Recent inspections of clementines from Morocco’s Berkane region at their US entry port of Philadelphia found live Medfly larvae, thus prompting an import ban on sweet oranges, tangerines, clementines and mandarins from the region.
And under the December 23 Federal Order suspending the imports, all shipments of such citrus from other parts of Morocco must be certified as not having passed through Berkane province at any point along the supply chain.
According to the US Animal and Plant Health Inspection Service (APHIS) order, any shipments that were currently on the water bound for the US from Berkane would be allowed to enter the US if they arrive at a port of entry north of 39 degrees latitude and east of 104 degrees longitude by January 6, pass cold treatment and show no pest risk upon inspection.
Prior to the order, tangerine, clementine, mandarin, and sweet orange fruit were authorised for importation into the US from all regions of Morocco, subject to an operational work plan requiring orchard and packinghouse registration, Medfly trapping, packinghouse inspections (including fruit cutting), lot identification, cold treatment and inspection upon arrival.
However, the December 14 detection by US Customs and Border Protection (CBP) of live Medfly on commercial consignments of clementines (Citrus reticulata) from the Berkane region has provoked a suspension to this system.
Medfly larvae (image: US Agricultural Research Service)

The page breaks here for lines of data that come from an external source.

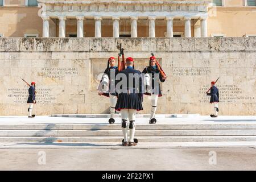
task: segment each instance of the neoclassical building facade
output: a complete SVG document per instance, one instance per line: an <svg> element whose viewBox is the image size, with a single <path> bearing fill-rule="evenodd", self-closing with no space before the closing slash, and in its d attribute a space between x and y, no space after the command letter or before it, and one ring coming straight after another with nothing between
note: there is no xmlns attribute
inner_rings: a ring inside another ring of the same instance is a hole
<svg viewBox="0 0 256 182"><path fill-rule="evenodd" d="M255 6L255 0L0 0L0 36L254 36Z"/></svg>

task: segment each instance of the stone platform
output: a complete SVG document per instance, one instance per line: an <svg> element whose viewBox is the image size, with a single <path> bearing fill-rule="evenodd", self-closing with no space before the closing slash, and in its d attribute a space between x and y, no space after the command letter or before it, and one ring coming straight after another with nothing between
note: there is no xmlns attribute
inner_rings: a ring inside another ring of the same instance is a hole
<svg viewBox="0 0 256 182"><path fill-rule="evenodd" d="M134 148L256 147L255 116L163 116L149 125L138 115L139 143ZM121 118L115 121L110 125L104 117L0 117L0 148L123 148Z"/></svg>

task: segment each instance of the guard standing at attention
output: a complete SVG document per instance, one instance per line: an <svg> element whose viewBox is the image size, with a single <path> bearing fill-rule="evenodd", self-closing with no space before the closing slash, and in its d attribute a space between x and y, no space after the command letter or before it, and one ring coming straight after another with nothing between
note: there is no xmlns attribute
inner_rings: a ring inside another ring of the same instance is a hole
<svg viewBox="0 0 256 182"><path fill-rule="evenodd" d="M31 85L28 89L28 98L27 99L27 103L29 104L28 111L28 118L35 117L35 114L32 114L32 110L33 109L33 105L36 104L35 100L35 82L31 82Z"/></svg>
<svg viewBox="0 0 256 182"><path fill-rule="evenodd" d="M138 140L135 139L136 111L143 110L143 84L141 73L134 69L134 62L132 57L125 60L126 69L117 75L117 90L118 96L115 109L121 111L122 116L122 130L123 134L122 145L135 146ZM121 79L122 78L122 79ZM119 81L121 80L121 81ZM122 85L120 84L122 83ZM118 88L118 87L120 88ZM129 123L128 122L129 121ZM128 141L128 127L130 138Z"/></svg>
<svg viewBox="0 0 256 182"><path fill-rule="evenodd" d="M210 96L210 103L214 104L215 114L210 114L210 116L212 118L216 118L218 117L218 106L219 102L219 94L218 89L215 85L215 81L212 81L210 82L210 92L207 93L207 96Z"/></svg>
<svg viewBox="0 0 256 182"><path fill-rule="evenodd" d="M155 114L156 111L158 97L162 97L160 81L164 82L167 76L161 70L160 65L157 66L157 61L154 56L150 57L149 62L149 65L144 68L142 73L144 74L144 82L146 86L146 93L144 94L151 96L151 100L149 123L150 124L155 124L156 122Z"/></svg>
<svg viewBox="0 0 256 182"><path fill-rule="evenodd" d="M110 57L108 60L108 66L98 88L98 93L100 96L103 95L109 97L110 102L110 118L109 119L110 124L114 124L114 119L115 113L115 106L117 101L117 93L115 92L115 76L118 72L117 67L115 65L115 60L114 57ZM112 74L111 74L112 73Z"/></svg>

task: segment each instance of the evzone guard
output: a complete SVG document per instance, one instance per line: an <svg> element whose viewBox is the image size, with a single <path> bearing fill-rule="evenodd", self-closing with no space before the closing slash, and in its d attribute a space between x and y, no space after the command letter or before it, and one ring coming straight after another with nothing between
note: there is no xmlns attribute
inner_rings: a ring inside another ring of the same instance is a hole
<svg viewBox="0 0 256 182"><path fill-rule="evenodd" d="M115 109L121 112L122 145L135 146L138 140L134 138L136 111L143 110L143 83L141 73L134 69L134 60L129 57L125 60L126 69L116 77L117 92L118 93ZM128 127L130 138L128 140Z"/></svg>
<svg viewBox="0 0 256 182"><path fill-rule="evenodd" d="M144 85L146 88L145 94L151 96L151 108L150 113L150 124L155 124L156 119L155 114L156 111L158 100L162 97L160 81L164 82L167 78L160 64L153 53L149 60L149 65L143 71L144 73Z"/></svg>
<svg viewBox="0 0 256 182"><path fill-rule="evenodd" d="M210 114L210 116L212 118L216 118L218 117L218 106L219 102L219 94L218 89L215 85L215 84L218 81L218 78L216 81L212 81L210 83L210 88L207 92L207 96L210 96L210 103L214 104L215 114ZM208 93L210 90L210 93Z"/></svg>
<svg viewBox="0 0 256 182"><path fill-rule="evenodd" d="M98 88L100 96L103 95L109 97L110 102L110 118L109 119L110 124L114 124L115 119L114 116L115 113L115 106L117 101L117 94L115 92L115 76L118 72L118 68L115 65L115 59L110 57L108 60L108 66L103 74L101 82Z"/></svg>
<svg viewBox="0 0 256 182"><path fill-rule="evenodd" d="M30 87L28 88L28 98L27 98L27 103L29 104L28 109L28 118L34 118L35 117L35 114L32 114L32 111L33 110L33 105L36 104L35 94L36 91L35 90L35 82L32 82L31 85L30 85L23 78L20 78L27 85Z"/></svg>

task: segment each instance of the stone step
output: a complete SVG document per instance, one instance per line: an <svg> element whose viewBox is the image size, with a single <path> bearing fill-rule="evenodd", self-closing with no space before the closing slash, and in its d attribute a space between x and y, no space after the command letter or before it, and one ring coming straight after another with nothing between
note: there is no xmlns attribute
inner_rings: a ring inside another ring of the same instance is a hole
<svg viewBox="0 0 256 182"><path fill-rule="evenodd" d="M133 147L123 147L121 142L87 143L0 143L0 149L153 149L197 147L245 147L256 148L256 142L139 142Z"/></svg>
<svg viewBox="0 0 256 182"><path fill-rule="evenodd" d="M200 117L200 114L156 114L156 118L195 118ZM110 117L110 114L52 114L52 117L57 118L108 118ZM121 113L114 115L114 118L121 118ZM136 118L147 118L150 117L150 114L136 114Z"/></svg>
<svg viewBox="0 0 256 182"><path fill-rule="evenodd" d="M139 142L256 142L256 136L154 136L136 137ZM122 136L0 136L1 143L121 142Z"/></svg>
<svg viewBox="0 0 256 182"><path fill-rule="evenodd" d="M256 129L256 123L177 123L136 125L137 130L196 130L196 129ZM0 130L121 130L121 123L32 123L32 124L0 124Z"/></svg>
<svg viewBox="0 0 256 182"><path fill-rule="evenodd" d="M122 136L121 130L0 130L1 136ZM256 136L256 130L137 130L135 136Z"/></svg>

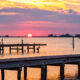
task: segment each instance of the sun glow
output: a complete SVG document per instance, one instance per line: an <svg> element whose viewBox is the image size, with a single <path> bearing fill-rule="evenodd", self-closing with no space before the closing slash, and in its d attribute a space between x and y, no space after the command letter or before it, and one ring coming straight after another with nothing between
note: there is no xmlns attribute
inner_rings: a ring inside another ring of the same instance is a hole
<svg viewBox="0 0 80 80"><path fill-rule="evenodd" d="M29 33L29 34L28 34L28 37L32 37L32 34Z"/></svg>

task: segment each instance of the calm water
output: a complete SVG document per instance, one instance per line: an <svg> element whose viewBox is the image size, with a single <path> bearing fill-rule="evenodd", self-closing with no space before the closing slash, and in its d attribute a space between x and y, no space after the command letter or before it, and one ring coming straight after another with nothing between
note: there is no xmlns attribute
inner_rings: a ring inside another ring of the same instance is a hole
<svg viewBox="0 0 80 80"><path fill-rule="evenodd" d="M34 57L34 56L51 56L51 55L67 55L67 54L79 54L80 53L80 39L75 38L75 48L72 47L72 38L4 38L4 43L21 43L21 40L24 40L24 43L46 43L47 46L42 46L40 48L40 54L33 54L31 51L30 54L25 53L22 56L15 55L16 52L13 51L13 55L9 54L8 48L5 48L5 56L2 58L15 58L15 57ZM1 42L1 38L0 38ZM47 79L48 80L58 80L59 77L59 67L48 66ZM41 70L40 68L28 68L28 80L40 80ZM65 66L65 77L75 77L77 74L77 65L66 65ZM1 77L1 76L0 76ZM21 80L23 80L23 70L21 75ZM17 80L16 71L5 71L5 80Z"/></svg>

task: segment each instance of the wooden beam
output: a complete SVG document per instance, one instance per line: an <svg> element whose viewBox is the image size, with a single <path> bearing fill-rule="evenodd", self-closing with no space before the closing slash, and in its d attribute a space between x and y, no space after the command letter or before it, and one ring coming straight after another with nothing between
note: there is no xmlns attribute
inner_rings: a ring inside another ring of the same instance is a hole
<svg viewBox="0 0 80 80"><path fill-rule="evenodd" d="M1 69L1 80L4 80L4 69Z"/></svg>
<svg viewBox="0 0 80 80"><path fill-rule="evenodd" d="M24 80L27 80L27 67L24 67Z"/></svg>
<svg viewBox="0 0 80 80"><path fill-rule="evenodd" d="M20 69L18 69L17 80L21 80L21 70Z"/></svg>
<svg viewBox="0 0 80 80"><path fill-rule="evenodd" d="M78 64L78 79L80 80L80 63Z"/></svg>
<svg viewBox="0 0 80 80"><path fill-rule="evenodd" d="M24 53L24 47L23 47L24 45L23 45L23 40L22 40L22 54Z"/></svg>
<svg viewBox="0 0 80 80"><path fill-rule="evenodd" d="M45 64L41 66L41 80L47 80L47 66Z"/></svg>
<svg viewBox="0 0 80 80"><path fill-rule="evenodd" d="M64 80L64 64L60 65L60 80Z"/></svg>

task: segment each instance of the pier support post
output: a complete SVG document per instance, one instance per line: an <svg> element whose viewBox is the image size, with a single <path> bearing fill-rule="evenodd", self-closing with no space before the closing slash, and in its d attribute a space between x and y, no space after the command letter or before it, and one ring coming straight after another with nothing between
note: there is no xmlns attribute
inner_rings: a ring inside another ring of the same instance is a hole
<svg viewBox="0 0 80 80"><path fill-rule="evenodd" d="M11 55L11 46L10 46L10 49L9 49L9 53L10 53L10 55Z"/></svg>
<svg viewBox="0 0 80 80"><path fill-rule="evenodd" d="M23 40L22 40L22 54L24 53L24 49L23 49Z"/></svg>
<svg viewBox="0 0 80 80"><path fill-rule="evenodd" d="M64 80L64 64L60 65L60 80Z"/></svg>
<svg viewBox="0 0 80 80"><path fill-rule="evenodd" d="M21 68L18 69L17 80L21 80Z"/></svg>
<svg viewBox="0 0 80 80"><path fill-rule="evenodd" d="M24 67L24 80L27 80L27 67Z"/></svg>
<svg viewBox="0 0 80 80"><path fill-rule="evenodd" d="M47 80L47 65L45 64L41 66L41 80Z"/></svg>
<svg viewBox="0 0 80 80"><path fill-rule="evenodd" d="M80 80L80 64L78 64L78 79Z"/></svg>
<svg viewBox="0 0 80 80"><path fill-rule="evenodd" d="M1 80L4 80L4 69L1 69Z"/></svg>
<svg viewBox="0 0 80 80"><path fill-rule="evenodd" d="M35 43L34 43L34 45L33 45L33 52L35 53Z"/></svg>
<svg viewBox="0 0 80 80"><path fill-rule="evenodd" d="M72 46L73 46L73 50L74 50L74 37L72 37Z"/></svg>
<svg viewBox="0 0 80 80"><path fill-rule="evenodd" d="M29 45L27 46L27 53L29 53Z"/></svg>

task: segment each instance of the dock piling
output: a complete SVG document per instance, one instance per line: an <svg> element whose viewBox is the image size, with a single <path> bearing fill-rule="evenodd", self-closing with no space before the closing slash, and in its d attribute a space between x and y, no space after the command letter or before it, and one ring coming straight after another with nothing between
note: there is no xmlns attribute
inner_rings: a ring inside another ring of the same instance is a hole
<svg viewBox="0 0 80 80"><path fill-rule="evenodd" d="M27 80L27 67L24 67L24 80Z"/></svg>
<svg viewBox="0 0 80 80"><path fill-rule="evenodd" d="M4 69L1 69L1 80L4 80Z"/></svg>
<svg viewBox="0 0 80 80"><path fill-rule="evenodd" d="M78 64L78 79L80 79L80 64Z"/></svg>
<svg viewBox="0 0 80 80"><path fill-rule="evenodd" d="M60 65L60 80L64 80L64 64Z"/></svg>
<svg viewBox="0 0 80 80"><path fill-rule="evenodd" d="M21 80L21 69L18 69L18 73L17 73L17 80Z"/></svg>
<svg viewBox="0 0 80 80"><path fill-rule="evenodd" d="M23 40L22 40L22 54L24 53L24 49L23 49Z"/></svg>
<svg viewBox="0 0 80 80"><path fill-rule="evenodd" d="M45 64L41 66L41 80L47 80L47 65Z"/></svg>

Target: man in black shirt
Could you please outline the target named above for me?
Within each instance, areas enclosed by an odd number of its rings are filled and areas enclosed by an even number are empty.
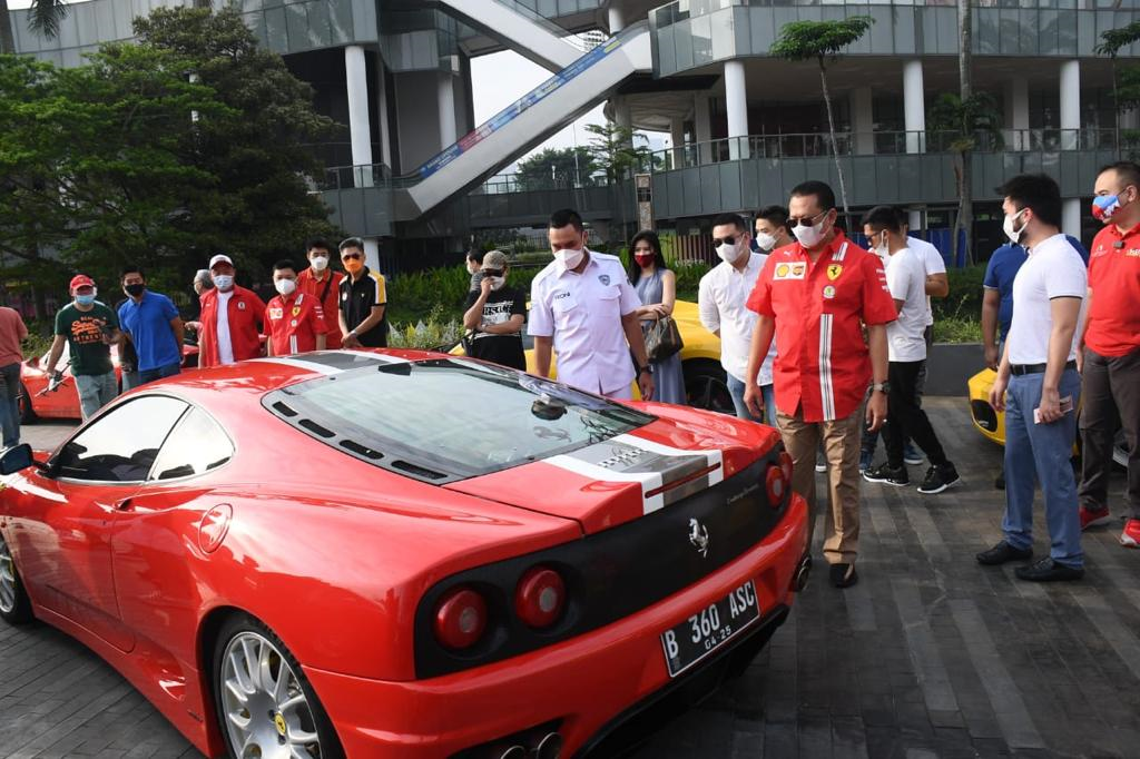
[[[341,280],[341,342],[344,348],[388,348],[384,276],[365,266],[364,240],[359,237],[342,242],[340,252],[348,272]]]
[[[483,277],[479,289],[467,293],[463,327],[473,330],[469,342],[472,358],[526,372],[522,324],[527,320],[527,299],[522,291],[506,286],[507,268],[502,251],[483,255]]]

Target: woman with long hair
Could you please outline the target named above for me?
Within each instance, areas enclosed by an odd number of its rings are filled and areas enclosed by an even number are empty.
[[[637,289],[642,305],[637,316],[642,332],[654,321],[673,313],[677,300],[677,276],[665,263],[661,239],[657,232],[642,230],[629,243],[629,281]],[[685,377],[681,370],[681,353],[663,361],[652,361],[653,400],[662,403],[685,402]]]

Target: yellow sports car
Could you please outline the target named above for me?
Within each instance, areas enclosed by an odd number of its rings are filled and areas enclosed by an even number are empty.
[[[993,369],[983,369],[970,377],[967,386],[970,391],[970,417],[978,432],[1000,446],[1005,444],[1005,415],[995,411],[990,406],[990,389],[994,385],[997,373]],[[1081,438],[1077,435],[1077,452],[1080,452]],[[1127,466],[1129,448],[1124,441],[1124,431],[1116,431],[1116,439],[1113,441],[1113,460],[1118,466]]]
[[[697,303],[677,301],[673,307],[673,318],[681,330],[684,348],[681,349],[681,368],[685,375],[685,399],[690,406],[722,414],[734,414],[732,395],[720,367],[720,338],[701,325]],[[535,370],[534,342],[523,333],[527,350],[527,370]],[[451,353],[463,353],[456,345]],[[552,367],[555,372],[557,367]],[[636,384],[634,397],[640,398]]]

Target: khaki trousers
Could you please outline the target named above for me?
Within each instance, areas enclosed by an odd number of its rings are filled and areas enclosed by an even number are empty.
[[[823,440],[828,458],[828,511],[823,520],[823,558],[854,564],[858,553],[858,455],[863,408],[834,422],[804,422],[803,411],[776,414],[784,448],[793,464],[791,489],[807,500],[808,545],[815,529],[815,451]]]

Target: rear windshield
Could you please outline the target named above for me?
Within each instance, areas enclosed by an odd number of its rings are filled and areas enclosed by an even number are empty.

“This prohibition will remain until APHIS and Morocco’s national plant protection organization investigate and take necessary actions to mitigate the pest risk; this may include revision to the conditions for importation of tangerines, clementines, and mandarin fruit (Citrus reticulata) and sweet orange fruit from that region,” APHIS said.
It said the order aims to prevent the entry or introduction of the Medfly, a harmful plant pest, from Morocco into the US. Medfly is not known to be established in the US except in Hawaii and its introduction and establishment would pose a serious threat to US agriculture.
“It is a widespread tropical and subtropical species, ranging from South Mexico to Argentina, as well as throughout the Mediterranean, parts of Europe, and all of Africa. It is also established in Western Australia. It is estimated that the species would be able to establish populations in southern regions of the United States (Plant Hardiness Zones 9-11).”